Date: Mon, 04 Jun 2007 17:39:01 -0500
> Hi Everyone, I wanted to ask some questions about choosing a spring for a vertical spring sensor.
> Pictures three situations, three different springs being pulled straight down by a mass. No triangular modifications, just straight down.
> 1 One is a strong spring like a screen door spring, pulled down by a large mass.
> 2 One is a weak spring being pulled down by very little mass.
> 3 One is a rubber band being pulled down by a small mass.
> Just for comparisons, say they all had the same period of 1.5 seconds. Is one of the three better for recording earthquakes?

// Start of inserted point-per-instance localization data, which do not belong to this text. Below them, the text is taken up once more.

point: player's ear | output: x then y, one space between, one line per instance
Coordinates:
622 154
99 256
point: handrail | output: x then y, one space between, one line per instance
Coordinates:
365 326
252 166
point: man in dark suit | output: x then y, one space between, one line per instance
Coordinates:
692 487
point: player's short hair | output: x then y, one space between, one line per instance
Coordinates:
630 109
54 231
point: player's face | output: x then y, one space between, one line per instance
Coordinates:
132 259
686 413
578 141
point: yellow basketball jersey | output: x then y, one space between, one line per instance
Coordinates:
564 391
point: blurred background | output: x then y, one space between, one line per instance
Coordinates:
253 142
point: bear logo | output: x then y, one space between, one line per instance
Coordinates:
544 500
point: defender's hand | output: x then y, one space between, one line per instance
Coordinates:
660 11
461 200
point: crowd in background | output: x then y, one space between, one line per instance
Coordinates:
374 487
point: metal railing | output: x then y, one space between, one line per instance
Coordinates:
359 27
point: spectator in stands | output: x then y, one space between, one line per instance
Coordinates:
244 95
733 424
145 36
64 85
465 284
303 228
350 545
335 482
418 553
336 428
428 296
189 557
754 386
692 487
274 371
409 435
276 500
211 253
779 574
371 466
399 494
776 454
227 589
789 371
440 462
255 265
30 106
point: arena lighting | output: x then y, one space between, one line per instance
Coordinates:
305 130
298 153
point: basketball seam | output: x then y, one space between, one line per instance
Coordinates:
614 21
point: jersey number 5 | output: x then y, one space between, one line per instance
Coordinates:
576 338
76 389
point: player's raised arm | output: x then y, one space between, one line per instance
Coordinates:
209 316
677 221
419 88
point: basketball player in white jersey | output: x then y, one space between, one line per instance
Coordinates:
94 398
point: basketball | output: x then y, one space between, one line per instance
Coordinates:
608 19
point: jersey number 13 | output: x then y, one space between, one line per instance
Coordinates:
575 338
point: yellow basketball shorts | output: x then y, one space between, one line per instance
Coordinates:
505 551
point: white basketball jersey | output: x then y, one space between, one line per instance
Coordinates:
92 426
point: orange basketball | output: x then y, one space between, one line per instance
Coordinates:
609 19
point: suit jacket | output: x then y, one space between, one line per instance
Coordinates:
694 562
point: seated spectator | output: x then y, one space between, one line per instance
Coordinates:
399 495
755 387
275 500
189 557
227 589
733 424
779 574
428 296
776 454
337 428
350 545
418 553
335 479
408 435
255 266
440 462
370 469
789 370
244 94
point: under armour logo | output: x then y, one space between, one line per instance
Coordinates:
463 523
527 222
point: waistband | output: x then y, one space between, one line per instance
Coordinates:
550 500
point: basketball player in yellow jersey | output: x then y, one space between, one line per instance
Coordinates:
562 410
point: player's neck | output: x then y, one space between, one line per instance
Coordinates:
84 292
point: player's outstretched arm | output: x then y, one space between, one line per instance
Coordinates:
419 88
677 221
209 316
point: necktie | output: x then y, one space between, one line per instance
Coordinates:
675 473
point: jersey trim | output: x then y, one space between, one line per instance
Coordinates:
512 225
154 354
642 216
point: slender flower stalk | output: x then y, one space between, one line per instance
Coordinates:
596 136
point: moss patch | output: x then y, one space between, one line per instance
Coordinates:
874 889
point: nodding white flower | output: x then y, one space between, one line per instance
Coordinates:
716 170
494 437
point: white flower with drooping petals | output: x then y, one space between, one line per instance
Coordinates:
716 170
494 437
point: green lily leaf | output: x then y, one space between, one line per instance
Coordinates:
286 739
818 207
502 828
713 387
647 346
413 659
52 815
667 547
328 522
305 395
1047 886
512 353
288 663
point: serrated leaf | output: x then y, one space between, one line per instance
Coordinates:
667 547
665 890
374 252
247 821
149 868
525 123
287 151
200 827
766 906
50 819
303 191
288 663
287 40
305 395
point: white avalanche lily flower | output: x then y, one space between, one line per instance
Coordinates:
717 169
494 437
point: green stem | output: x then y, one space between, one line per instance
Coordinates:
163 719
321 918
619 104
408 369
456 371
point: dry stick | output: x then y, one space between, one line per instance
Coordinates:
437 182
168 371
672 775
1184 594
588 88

Two questions here: Is there an advantage in using a weak spring, or strong spring, if the resulting period is the same. And Secondly is a rubber band spring every used?

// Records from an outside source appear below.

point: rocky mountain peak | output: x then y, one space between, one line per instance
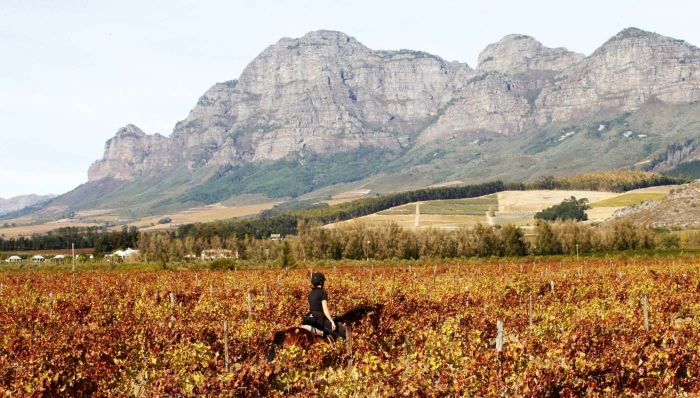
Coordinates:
633 33
130 130
517 53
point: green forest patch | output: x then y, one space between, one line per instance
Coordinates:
471 206
629 199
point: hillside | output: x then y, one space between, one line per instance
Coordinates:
17 203
321 114
506 207
681 209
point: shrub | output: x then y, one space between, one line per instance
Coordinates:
569 209
223 263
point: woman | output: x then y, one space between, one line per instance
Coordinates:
319 316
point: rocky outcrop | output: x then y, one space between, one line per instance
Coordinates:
131 153
675 155
630 69
326 92
519 53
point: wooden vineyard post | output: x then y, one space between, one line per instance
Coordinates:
226 345
72 281
267 296
499 336
645 311
173 301
50 305
348 344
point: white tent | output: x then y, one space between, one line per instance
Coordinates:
129 251
125 253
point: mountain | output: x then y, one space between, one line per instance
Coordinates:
318 114
20 202
680 209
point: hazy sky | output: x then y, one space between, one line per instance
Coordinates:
73 72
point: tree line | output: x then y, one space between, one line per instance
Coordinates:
98 238
390 241
284 219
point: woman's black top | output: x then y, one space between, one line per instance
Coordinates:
316 296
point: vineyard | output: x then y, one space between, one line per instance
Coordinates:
548 327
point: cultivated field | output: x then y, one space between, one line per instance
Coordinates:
99 217
508 207
594 327
202 214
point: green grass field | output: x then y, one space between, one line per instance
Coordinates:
470 206
629 199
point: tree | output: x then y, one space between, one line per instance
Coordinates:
545 240
513 243
287 256
569 209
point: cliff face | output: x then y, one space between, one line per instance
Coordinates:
519 53
630 69
325 93
131 153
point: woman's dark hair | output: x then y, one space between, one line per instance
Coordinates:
317 279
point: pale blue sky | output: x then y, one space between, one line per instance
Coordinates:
73 72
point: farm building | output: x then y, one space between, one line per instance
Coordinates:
213 254
125 253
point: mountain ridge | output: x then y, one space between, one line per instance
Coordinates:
304 100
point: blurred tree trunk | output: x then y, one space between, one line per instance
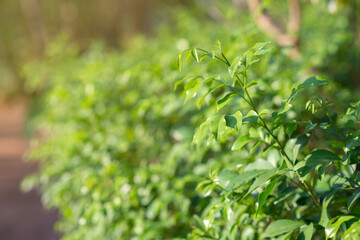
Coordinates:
268 25
35 23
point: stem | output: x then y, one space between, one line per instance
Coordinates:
332 121
282 150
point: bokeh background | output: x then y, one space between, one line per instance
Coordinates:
323 36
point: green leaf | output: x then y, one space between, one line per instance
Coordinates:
251 117
221 127
195 55
179 59
252 83
353 198
324 218
307 232
310 82
230 121
202 99
199 223
286 107
222 102
282 226
353 232
214 125
229 180
238 117
261 180
315 158
241 142
264 195
294 145
332 227
236 63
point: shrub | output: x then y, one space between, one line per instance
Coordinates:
293 177
116 145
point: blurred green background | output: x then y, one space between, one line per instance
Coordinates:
27 26
113 138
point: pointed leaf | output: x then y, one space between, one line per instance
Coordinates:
222 102
353 198
282 226
241 142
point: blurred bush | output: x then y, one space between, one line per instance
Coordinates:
115 141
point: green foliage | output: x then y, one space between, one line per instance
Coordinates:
254 153
289 194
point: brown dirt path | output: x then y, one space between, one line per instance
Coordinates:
21 214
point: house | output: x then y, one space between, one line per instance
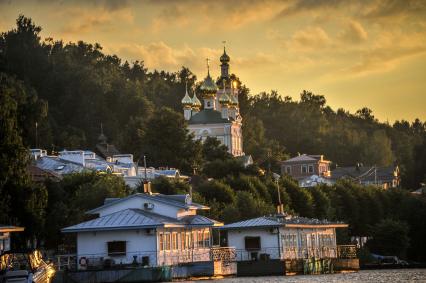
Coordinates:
5 232
305 165
282 237
383 176
314 180
220 116
151 229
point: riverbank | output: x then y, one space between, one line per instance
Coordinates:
385 276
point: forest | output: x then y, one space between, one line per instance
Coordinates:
55 95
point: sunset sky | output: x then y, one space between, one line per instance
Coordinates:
356 53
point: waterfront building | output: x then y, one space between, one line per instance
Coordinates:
5 235
304 166
148 229
282 237
219 116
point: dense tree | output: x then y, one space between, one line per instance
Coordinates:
21 202
389 237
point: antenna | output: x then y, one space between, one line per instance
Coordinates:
208 65
36 135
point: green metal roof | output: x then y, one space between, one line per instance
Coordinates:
208 116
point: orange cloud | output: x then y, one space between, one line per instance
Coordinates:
353 33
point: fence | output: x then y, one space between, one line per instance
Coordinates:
345 251
148 258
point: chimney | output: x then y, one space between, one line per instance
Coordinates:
76 156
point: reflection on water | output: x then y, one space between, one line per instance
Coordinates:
388 276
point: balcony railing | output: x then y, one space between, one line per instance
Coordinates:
346 251
227 254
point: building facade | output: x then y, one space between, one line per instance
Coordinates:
305 165
148 229
219 115
283 237
5 233
383 176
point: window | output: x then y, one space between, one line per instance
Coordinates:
188 243
174 241
200 239
116 248
167 242
288 169
252 243
161 246
182 240
206 239
290 241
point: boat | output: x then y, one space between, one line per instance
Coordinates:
25 267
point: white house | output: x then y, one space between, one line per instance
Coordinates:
150 229
5 244
283 237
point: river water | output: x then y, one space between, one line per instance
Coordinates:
388 276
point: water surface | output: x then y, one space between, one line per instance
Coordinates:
388 276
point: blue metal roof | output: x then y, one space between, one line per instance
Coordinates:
173 200
199 220
137 218
122 220
281 220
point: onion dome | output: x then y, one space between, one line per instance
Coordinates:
196 102
208 87
224 58
187 100
224 99
234 100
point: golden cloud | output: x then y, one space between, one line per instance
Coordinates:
353 33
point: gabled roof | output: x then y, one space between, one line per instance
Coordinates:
283 221
364 173
123 220
138 219
180 201
9 228
199 220
58 166
301 158
208 116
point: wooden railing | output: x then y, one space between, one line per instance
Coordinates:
227 254
346 251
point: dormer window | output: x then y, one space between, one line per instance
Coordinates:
60 167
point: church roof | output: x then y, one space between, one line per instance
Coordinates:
208 116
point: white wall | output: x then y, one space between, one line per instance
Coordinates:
138 203
307 242
268 242
93 245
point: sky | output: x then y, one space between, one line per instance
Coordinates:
356 53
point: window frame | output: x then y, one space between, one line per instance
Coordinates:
117 249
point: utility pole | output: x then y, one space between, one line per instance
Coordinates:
36 135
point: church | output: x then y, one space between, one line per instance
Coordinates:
220 116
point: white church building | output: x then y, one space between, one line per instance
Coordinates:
220 116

I understand that rubber bands are quite temperature sensitive (their
force changes substantially with a change in temperature, many times
more than a steel spring does), and for that reason alone I cannot
imagine a rubber band would work well in a geophone or seismometer. The
effect is so great that it can be put to good use in other devices, as
in The Amateur Scientist column in the April 1971 Scientific American
magazine, titled "Some Delightful Engines Driven By the Heating of
Rubber Bands." You can get a CD of all the Amateur Scientist columns,
which also includes several seismograph designs, at the bottom of this page:
As far as 1 vs. 2, I can't say which one would be better, except to
note that the larger mass/stronger spring combination of 1 would be less
sensitive to air movements (there should be no such air movements in
such a device, but I would still pick the more resistant combination
just in case). Without any other observations or conclusions about which
would be better, I would pick 1 for that reason.
> What prompted the question is seeing how small the spring in a geophones is. Is the idea to have the smallest spring which would move under the smaller stimulus.
For a "portable" device such as a geophone, I would think the idea is
to have the smallest device that does the job. If a larger, more massive
design does the job better in a fixed-location amateur (non-commercial)
device, I would go with the larger design.